After having prayed to the Lord and poured out her soul before the Lord, the Bible tells us in 1 Sam 1:18 that Hannah “went her way and ate, and her face was no longer sad.” That’s really a great observation provided by God’s Word. When we have laid our anxieties, worries and requests before God, we should no longer have a disposition of downcastness or despair. We should no longer be sad. Phil 4:6-7: “Be anxious for nothing, but in everything by prayer and supplication, with thanksgiving, let your requests be made known to God; and the peace of God, which surpasses all understanding, will guard your hearts and minds through Christ Jesus.” 1 Peter 5:7: “casting all your care upon Him, for He cares for you.”
God granted a son to Hannah after her petition: “So it came to pass in the process of time that Hannah conceived and bore a son, and called his name Samuel, saying, “Because I have asked for him from the LORD.”(1 Sam 1:20). Our Lord is almighty and is always merciful to the faithful (Matt 7-8).
According to 1 Sam 2:18-19: “Samuel ministered before the LORD, even as a child, wearing a linen ephod. Moreover his mother used to make him a little robe, and bring it to him year by year when she came up with her husband to offer the yearly sacrifice.” Hannah nurtured her son to serve the Lord. The question is whether we are also preparing our young to serve and minister in the Church work?
We learn also of Elkanah’s support for his wife’s vow and commitment. In 1 Sam 1:23, it is states thus: “and Elkanah her husband said to her, “Do what seems best to you; … Only let the LORD establish His word.” As a Christian husband, do you support your wife’s desires to serve the Lord?
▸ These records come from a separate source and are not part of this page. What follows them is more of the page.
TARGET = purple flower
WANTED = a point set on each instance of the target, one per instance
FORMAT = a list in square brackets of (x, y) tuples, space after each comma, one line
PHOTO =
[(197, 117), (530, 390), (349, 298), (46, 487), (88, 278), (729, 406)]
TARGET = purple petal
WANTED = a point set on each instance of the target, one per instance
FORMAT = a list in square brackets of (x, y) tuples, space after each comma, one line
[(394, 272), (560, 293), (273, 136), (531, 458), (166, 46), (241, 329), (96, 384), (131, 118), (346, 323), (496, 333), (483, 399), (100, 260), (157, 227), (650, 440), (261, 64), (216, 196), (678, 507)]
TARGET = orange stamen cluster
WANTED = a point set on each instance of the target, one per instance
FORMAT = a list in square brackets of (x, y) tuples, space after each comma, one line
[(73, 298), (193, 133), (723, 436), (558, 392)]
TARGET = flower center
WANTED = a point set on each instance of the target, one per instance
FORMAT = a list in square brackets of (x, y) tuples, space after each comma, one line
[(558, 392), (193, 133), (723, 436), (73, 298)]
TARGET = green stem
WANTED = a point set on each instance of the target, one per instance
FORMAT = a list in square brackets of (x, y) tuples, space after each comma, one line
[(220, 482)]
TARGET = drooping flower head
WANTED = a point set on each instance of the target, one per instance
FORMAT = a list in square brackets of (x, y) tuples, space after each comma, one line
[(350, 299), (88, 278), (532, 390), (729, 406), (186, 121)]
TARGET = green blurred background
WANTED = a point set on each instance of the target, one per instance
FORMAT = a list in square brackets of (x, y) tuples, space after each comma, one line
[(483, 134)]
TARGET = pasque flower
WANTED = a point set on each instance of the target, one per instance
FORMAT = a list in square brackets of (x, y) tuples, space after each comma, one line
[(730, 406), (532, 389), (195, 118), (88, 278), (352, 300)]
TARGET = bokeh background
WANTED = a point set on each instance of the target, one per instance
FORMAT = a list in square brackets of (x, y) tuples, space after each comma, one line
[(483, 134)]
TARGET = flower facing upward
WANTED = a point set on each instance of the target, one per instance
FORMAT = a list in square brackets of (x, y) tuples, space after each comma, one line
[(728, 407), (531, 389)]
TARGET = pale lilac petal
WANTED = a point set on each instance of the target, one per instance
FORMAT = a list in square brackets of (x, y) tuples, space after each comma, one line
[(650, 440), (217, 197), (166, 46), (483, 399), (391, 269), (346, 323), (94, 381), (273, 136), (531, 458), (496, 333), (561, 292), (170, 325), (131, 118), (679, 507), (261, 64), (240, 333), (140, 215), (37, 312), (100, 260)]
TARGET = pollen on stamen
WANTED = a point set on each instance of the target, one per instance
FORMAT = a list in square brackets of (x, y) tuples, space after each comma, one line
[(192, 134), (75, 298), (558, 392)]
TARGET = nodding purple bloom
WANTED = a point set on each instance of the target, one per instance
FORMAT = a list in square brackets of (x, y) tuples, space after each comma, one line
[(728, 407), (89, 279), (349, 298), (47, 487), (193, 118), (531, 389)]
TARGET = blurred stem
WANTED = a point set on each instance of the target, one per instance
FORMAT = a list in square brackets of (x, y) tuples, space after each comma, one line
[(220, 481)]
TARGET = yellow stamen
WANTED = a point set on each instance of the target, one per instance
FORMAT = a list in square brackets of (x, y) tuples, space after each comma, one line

As Hannah fulfilled her vow, the Lord blessed her abundantly: 1 Sam 2:21: “And the LORD visited Hannah, so that she conceived and bore three sons and two daughters. God gives more grace to the humble and faithful. We cannot out-give God. When we give to Him, He gives us more abundantly! Let’s learn from this beautiful story of faith of Hannah who gave Israel one of the most outstanding judges and prophet of God.